Identifying the Truth


Many foundational large language models (LLMs) have been trained on the wider Internet, which as we all know contains both reliable and unreliable information.
This means that they’re able to address questions on a wide variety of topics but they have yet to develop the more mature, sophisticated ranking methods that search engines use to refine their results. That’s one reason why many reputable LLMs can hallucinate and provide incorrect answers.
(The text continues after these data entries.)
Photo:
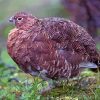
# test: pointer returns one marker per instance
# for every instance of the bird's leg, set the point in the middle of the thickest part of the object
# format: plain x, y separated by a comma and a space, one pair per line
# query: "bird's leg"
50, 83
47, 88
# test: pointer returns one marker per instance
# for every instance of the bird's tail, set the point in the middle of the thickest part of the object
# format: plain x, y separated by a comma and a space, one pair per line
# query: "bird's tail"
93, 66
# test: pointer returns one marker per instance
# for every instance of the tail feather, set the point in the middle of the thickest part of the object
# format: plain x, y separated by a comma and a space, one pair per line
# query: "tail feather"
95, 67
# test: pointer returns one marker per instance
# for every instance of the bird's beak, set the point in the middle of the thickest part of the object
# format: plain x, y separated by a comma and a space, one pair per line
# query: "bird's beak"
11, 19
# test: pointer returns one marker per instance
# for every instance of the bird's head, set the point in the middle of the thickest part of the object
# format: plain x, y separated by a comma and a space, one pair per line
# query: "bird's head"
23, 20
One of the learnings here is that developers should think of LLMs as a language interlocutor, rather than a source of truth. In other words, LLMs are strong at understanding language and formulating responses but they should not be used as a canonical source of knowledge. To address this problem, many businesses train their LLMs on their own corporate data and on vetted third-party data sets, minimising the presence of bad data. By adopting the ranking techniques of search engines and favouring high-quality data sources, AI-powered applications for businesses become far more reliable.

Knowing Your Limits


Search has become quite accomplished at understanding context to resolve ambiguous queries. For example, a search term like “swift” can have multiple meanings – the author, the programming language, the banking system, the pop sensation and so on.
Search engines look at factors like geographic location and other terms in the search query to determine the user’s intent and provide the most relevant answer.
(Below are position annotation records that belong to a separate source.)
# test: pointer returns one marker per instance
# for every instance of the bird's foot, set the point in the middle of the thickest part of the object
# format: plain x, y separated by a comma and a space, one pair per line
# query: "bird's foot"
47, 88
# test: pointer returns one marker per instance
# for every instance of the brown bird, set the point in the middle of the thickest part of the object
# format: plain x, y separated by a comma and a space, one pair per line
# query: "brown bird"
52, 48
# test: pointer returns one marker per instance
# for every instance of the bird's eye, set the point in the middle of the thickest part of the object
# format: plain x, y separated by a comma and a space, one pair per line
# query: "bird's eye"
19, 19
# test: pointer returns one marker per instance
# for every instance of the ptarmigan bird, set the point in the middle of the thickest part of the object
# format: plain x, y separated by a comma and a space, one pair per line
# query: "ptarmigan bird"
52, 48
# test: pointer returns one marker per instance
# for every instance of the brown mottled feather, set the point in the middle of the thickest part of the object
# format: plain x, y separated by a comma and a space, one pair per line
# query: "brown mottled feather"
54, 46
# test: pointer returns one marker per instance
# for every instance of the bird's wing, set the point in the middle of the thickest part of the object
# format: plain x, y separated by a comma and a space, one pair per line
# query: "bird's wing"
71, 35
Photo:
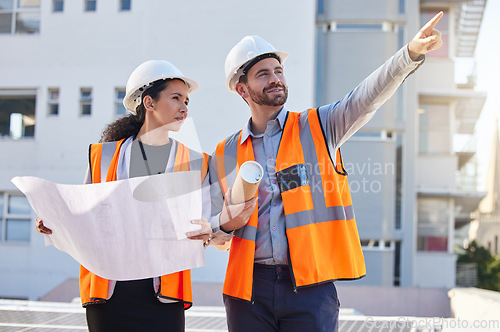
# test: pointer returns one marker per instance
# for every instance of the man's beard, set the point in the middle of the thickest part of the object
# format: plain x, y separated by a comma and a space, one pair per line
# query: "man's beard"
261, 98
This is unacceptable for many business use cases and so generative AI applications need a layer between the search or prompt, interface and the LLM that studies the possible contexts and determines if it can provide an accurate answer or not. If this layer finds that it cannot provide the answer with a high degree of confidence, it needs to disclose this to the user. This greatly reduces the likelihood of a wrong answer, helps to build trust with the user and can provide them with an option to provide additional context so that the generative AI app can produce a confident result.
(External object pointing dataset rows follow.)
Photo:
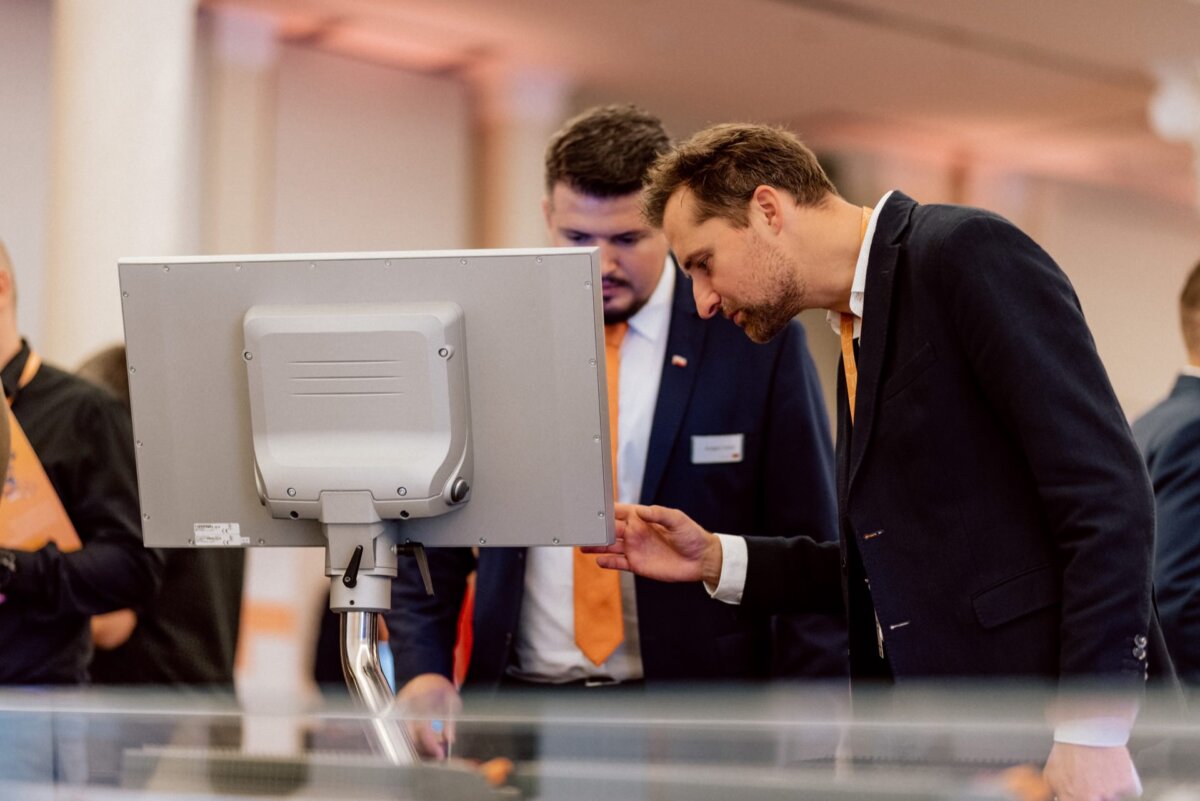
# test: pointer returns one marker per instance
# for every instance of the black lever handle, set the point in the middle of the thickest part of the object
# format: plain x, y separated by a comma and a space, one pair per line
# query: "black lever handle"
351, 578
This is unacceptable for many business use cases and so generative AI applications need a layer between the search or prompt, interface and the LLM that studies the possible contexts and determines if it can provide an accurate answer or not. If this layer finds that it cannot provide the answer with a high degree of confidence, it needs to disclose this to the user. This greatly reduces the likelihood of a wrong answer, helps to build trust with the user and can provide them with an option to provide additional context so that the generative AI app can produce a confident result.

Beyond the Black Box


Another area where search engines fall short is explainability, which generative AI apps need to use to gain users’ trust. Generative AI applications need to follow the same guidelines as secondary school professors, who instruct their students to present their work and credit references.
By revealing the information’s origins, users are able to determine the reliability of the material and its source. This transparency, which is now being offered by a few public LLMs, ought to be a basic component of generative AI-powered business tools.

Appropriate Skepticism


Without a doubt, developing AI applications with low error rates remains difficult. However, company leaders cannot afford to dismiss the idea since the benefits are so evident and quantifiable. The important thing is to approach AI tools with an open mind.
Just as the internet has taught us to be skeptical of news and information sources, business executives should also cultivate a healthy degree of skepticism regarding reliable AI. The key to achieving this is to constantly demand openness and explainability from AI applications, while also being aware of the constant possibility of bias.

These kinds of applications have the potential to completely change the nature of employment. They must be designed with accuracy as their top priority and built to be dependable and trustworthy in order to live up to this promise. Although search engine technology is developed with a variety of use cases in mind, it can teach us a lot about how to extract relevant results from overwhelming amounts of data. Business executives can create generative AI programs with great promise by using this knowledge and incorporating fresh methods to increase the accuracy.